Do You Want to Buy a Snowball?

The Melt Goes On Forever: The Art & Times of David Hammons

by Hope Madden

In 1983, a woman buys a snowball from a street vendor. He has many snowballs laid out in a beautiful pattern on a blanket on a wintery New York street, surrounded by other vendors. She thinks she’s helping a homeless man but keeps the snowball in her parents’ freezer in Queens for months before letting her mom toss it.

Decades later she realizes the seller was David Hammons, an American artist who defied boundaries, mocked socially accepted practice, and became one of the most influential voices in art.

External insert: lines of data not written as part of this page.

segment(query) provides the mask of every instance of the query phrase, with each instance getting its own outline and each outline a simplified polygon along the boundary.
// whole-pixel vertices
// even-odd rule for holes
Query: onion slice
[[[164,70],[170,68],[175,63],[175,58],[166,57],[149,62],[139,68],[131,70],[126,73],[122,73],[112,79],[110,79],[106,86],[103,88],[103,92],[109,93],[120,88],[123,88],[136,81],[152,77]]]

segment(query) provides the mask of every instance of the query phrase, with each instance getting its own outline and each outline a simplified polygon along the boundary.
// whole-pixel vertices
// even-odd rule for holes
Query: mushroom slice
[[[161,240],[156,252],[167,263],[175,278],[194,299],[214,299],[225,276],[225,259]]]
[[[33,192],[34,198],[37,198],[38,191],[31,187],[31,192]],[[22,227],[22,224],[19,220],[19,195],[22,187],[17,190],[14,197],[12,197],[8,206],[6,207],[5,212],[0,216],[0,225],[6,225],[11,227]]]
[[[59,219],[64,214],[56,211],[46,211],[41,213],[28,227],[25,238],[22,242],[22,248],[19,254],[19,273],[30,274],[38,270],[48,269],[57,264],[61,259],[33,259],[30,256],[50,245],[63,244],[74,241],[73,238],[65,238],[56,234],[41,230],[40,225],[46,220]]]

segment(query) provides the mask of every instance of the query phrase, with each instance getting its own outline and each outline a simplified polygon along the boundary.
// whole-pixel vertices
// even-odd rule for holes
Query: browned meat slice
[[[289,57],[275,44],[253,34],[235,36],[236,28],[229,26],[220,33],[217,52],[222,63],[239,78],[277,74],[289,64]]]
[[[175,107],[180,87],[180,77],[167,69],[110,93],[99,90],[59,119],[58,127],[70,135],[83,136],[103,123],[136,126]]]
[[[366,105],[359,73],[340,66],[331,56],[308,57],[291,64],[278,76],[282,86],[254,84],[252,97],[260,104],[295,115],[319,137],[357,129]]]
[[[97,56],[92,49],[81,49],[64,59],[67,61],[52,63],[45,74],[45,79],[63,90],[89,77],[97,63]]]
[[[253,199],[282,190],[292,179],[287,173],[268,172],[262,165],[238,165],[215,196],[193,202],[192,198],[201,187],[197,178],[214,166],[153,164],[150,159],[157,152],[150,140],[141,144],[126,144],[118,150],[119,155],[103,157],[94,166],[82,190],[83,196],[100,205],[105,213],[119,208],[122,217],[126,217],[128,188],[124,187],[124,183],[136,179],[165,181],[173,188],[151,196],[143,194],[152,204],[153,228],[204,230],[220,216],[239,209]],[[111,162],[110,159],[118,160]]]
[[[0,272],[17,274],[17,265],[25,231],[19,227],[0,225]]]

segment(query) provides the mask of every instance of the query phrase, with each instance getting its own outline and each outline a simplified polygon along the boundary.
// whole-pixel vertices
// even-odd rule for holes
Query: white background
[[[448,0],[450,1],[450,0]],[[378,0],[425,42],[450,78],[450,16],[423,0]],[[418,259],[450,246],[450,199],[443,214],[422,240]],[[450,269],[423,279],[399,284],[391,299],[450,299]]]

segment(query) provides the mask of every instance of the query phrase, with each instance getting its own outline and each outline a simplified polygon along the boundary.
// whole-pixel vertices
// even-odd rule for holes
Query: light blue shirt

I bet she wishes she’d kept the snowball.

Documentarians Harold Crooks and Judd Tully share countless similar anecdotes as they unveil, layer upon layer, something of what Hammons meant to an art world desperately in need of him.

“The more he tells the art world to go fuck itself, the more they want him,” says poet Steve Cannon, whose poem “Rousing the Rubble” offers worthy narration to sections of the film. An ode to Hammons, the poem announces the artist’s many phases, as does the documentary:

            Booomboxes, into bebop, hip hop, scatter shots – lower poles Higher Goals –

            into human hair – into Bottle caps into people and their attributes ­–

Cannon’s interviews, as well as those with art historians, artists, curators and collectors, will have to mainly suffice. Although Hammons himself does appear and speak on a handful of rare occasions, his voice is mainly absent (he prefers not to be interviewed, the doc clarifies).

Those who do talk illuminate the spirit of an artist whose work defies categorization. That work, luckily, we do get to view throughout the film. Provocative, racial, absurd, prescient – the art itself is all of this, and the film points to Hammons’s rejection of the norms of the art world as among his most valuable qualities.

The Melt Goes On Forever celebrates the audacity of Hammons’s  curation, the subversive nature of his exhibition and the humor in his reactions and presentations, but is quick to point out that his lasting impact on art in the U.S. and globally is more a product of the intensity and relevance of the work itself.

The Melt Goes On Forever: The Art & Times of David Hammons screens this weekend only at the Wexner Center for the Arts.